Michael was born Georgios Kyriacos Panayiotou in north London on June 25, 1963. His father was a Greek Cypriot restaurateur who had come to the UK in the 1950s, while his mother was an English dancer.

After years of refusing to be drawn on speculation about his sexuality, it was almost with a sense of relief that Michael disclosed he was gay in 1998 after he was arrested in a Beverley Hills public toilet in California by an undercover police officer and charged with a lewd act.

He was fined and sentenced to 80 hours of community service. The incident finally persuaded him to go public about his sexuality and his relationship with Kenny Goss, a Dallas-based businessman. He became a fervent support of LGBT issues, with some of his most famous solo work referencing his sexuality.

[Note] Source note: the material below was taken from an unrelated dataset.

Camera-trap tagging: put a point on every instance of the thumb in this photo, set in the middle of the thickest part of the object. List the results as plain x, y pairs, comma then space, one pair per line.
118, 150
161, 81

While playing a concert in Rio on his Cover to Cover tour in 1991, he met Anselmo Feleppa, the man who would become his partner, although Michael still did not publicly state that he was gay. Their relationship was to be short-lived as Feleppa died of a brain haemorrhage in 1993.

He gave few interviews, but when he did he was painfully honest. "I never had a moral problem with being gay," he later said. "I thought I had fallen in love with a woman a couple of times. Then I fell in love with a man, and realised that none of those things had been love."

He also acknowledged in an interview that he had had a very depressing time after he lost Feleppa to HIV.

"I had my very first relationship at 27 because I really had not actually come to terms with my sexuality until I was 24. I lost my partner to HIV... it took about three years to grieve; then after that I lost my mother (to cancer). I felt almost like I was cursed."

In November 1994, Michael released the single, Jesus to a Child, a tribute to his dead lover, Feleppa. It went straight to No. 1 in the UK.